Sarge "passed on" on the 29th of April. I went to the vets office to visit him and to tell him I love him and that he would be on the other side soon, able to use all his limbs. I sat and just petted him for about 20-30 minutes. I had to sign some papers consenting to his euthanasia, such an odd word. When Dr Murray came in she asked "Have you ever done this before". I said "NO".  Then she asked "Are you sure you want to be here for this?". I said, "Yes". Then I said, "NO, I am not sure if I "want" to be here for this but I have to be". I had tears in my eyes as Sarge was given the Anastasia to help him relax. He just kind of fell asleep, then she gave the euthanasia solution, I just had a steady stream of tears running down my face. I just kept telling him "I love you Sarge, you're a good boy". I have tears again.....  Dr. Murray kept listening for his heart to stop and when it did she looked up at me with tears welling up in her eyes. She promptly said "I'm Sorry". He took all of this like a trooper, not that he had a big choice in it. He just trusted that we were doing the right thing and did not complain. I hope it is a long time before I have to make a decision like that again. They say that this is part of dog ownership. I would not trade one moment of the time I had with Sarge to ease the pain that is in my heart. The short 3 years he was with us was WORTH the sadness in my heart and 100 pound hole in our family. Time will heal that wound and our memories will keep him alive in our house. That was a really tough day for me. I had to say goodbye for good and ever to my best friend, my "secret" keeper, my dog companion. I did not realize that death was so sad. Sarge is the first being I have loved and lost to death. I have a lot of relatives that have passed on but I did not know them from Adam.

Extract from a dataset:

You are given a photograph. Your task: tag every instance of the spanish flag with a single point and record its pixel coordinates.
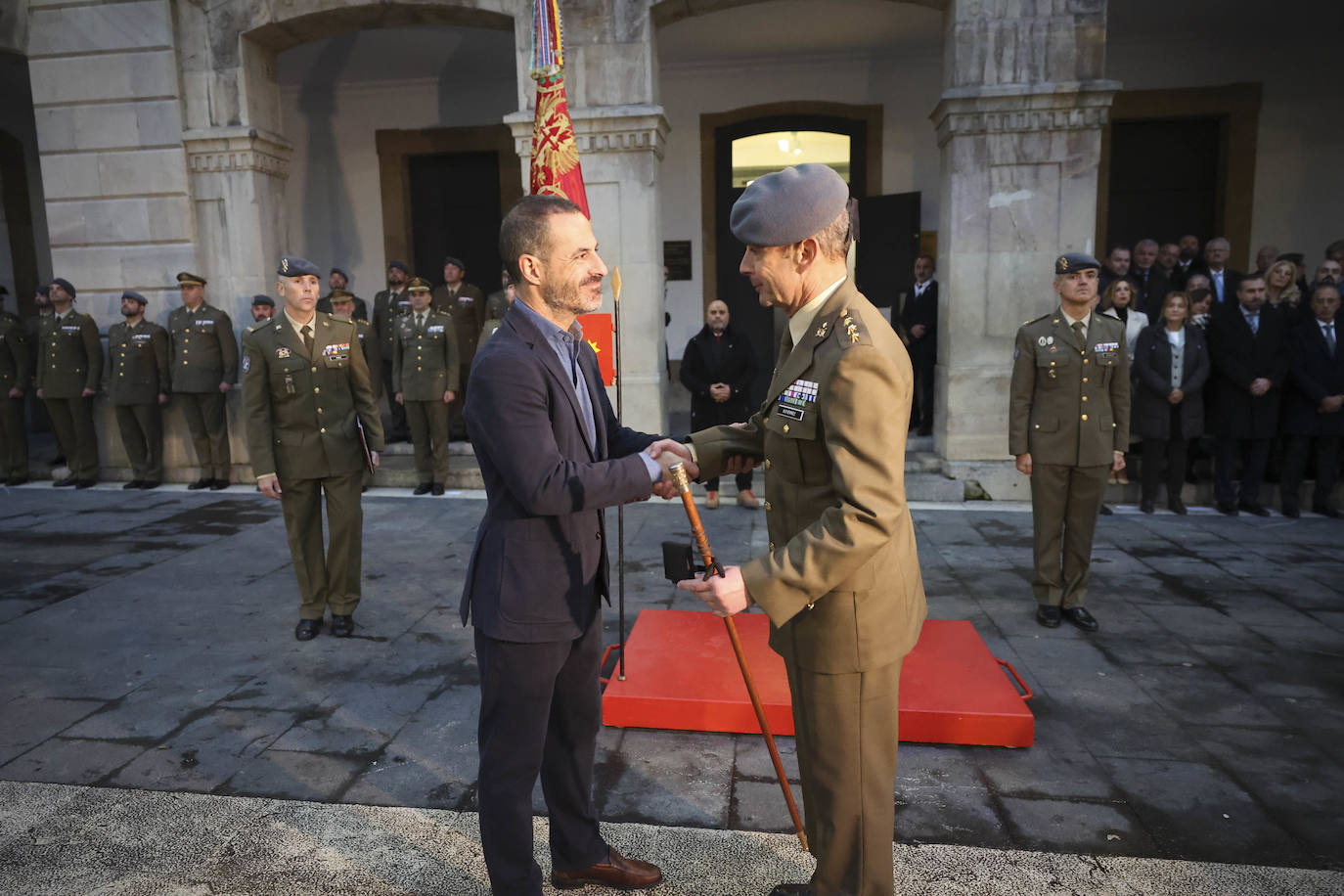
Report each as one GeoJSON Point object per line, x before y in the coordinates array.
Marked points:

We had Sarge cremated and will rake some of his ashes in to the yard, the spot he loved to lay and sun himself. Sarge is in our hearts and I hope that "All dogs go to heaven", he most deserving of God's grace. I could go on and on but I will not. Sarge is one of man's finest best friends. He is now gone and has left his mark on our family and his world. Thanks Sarge for all the good and most of the not so good. You will live in my heart. May you rest in peace!

For those who have read this far, Anthony and Katherine are doing great. I will update you on them tomorrow or Monday!

This is a pictorial of Sarge's life! You can tell from the pictures, he had a great life. He was a protector of his humans, nobody messed with us. He made sure of that. He did not like aggressive humans. He loved his kids, all of them. I do not know why, but he just loved his kids. Always wanted to be near them, bedtime he wanted to be in the room, no matter where they were he wanted to be them. When Ryan would be out front, Sarge would whine to go out with him. I think he needed to see you just to make sure everything was ok. He was our protector. He is now guarding the pearly gates, so bring a "Beggin Strip" with you, he loves 'em.